A construction worker studying archaeology named Tad Jones is hopelessly besotted with Sara, a world famous archaeologist and explorer. When Sara invites Tad, who is an old friend, to a presentation of her latest research, he jumps at the opportunity. Sara’s research confirms the existence and whereabouts of King Midas’ necklace, which gives its wearer God-like powers, but at the exposition, Sara is kidnapped. The only way that Tad can save her is to team up with her scholar, Tiffany, dog Jeff, Sara’s parrot Belzoni, and Mummy (an actual mummy) to find Sara and the pieces that make up Midas’ necklace.


 


Tad the Lost Explorer and the Secret of King Midas starts off awfully confusingly to say the least, as it presents little to no explanation of how Sara and Tad know one another and how they’ve come to know this Mummy character. Indeed, where Mummy comes from is barely established and why his annoying, neurotic tendencies are put up with is a mystery. Only upon reading about the movie’s background does one learn that the film is actually a sequel to the Spanish animation Tad the Lost Explorer, which explains the ridiculously long movie title, and which was a big hit six years ago when it made €45 million in the box office against a €8 million budget.

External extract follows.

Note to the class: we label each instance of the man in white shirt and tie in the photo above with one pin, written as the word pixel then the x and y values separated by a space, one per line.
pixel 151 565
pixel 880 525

Once you get past the lack of context, the characters are pretty by-the-numbers and plot is simple and concise enough to follow. Overall though, the film’s frivolous, cartoony nature, whereby it is full of plot holes and questionable logic (yes, even by an animation's standard), is more irksome than winsome. Children should find it amusing enough, but there is little appeal for adults here, and its jokes tend to fall flat given they mostly derive from the annoying, nonsensical character that is Mummy.


The animation quality is a major improvement on its 2012 prequel, so kudos to the movie for that, and its colourful, multinational set pieces and characters should appeal to little ones. Overall though, the film is largely forgettable and uninspired, and while it’s always admirable to see studios aside from Disney and Dreamworks produce animated content, there’s just nothing particularly new, interesting or captivating about Tad the Lost Explorer and the Secret of King Midas.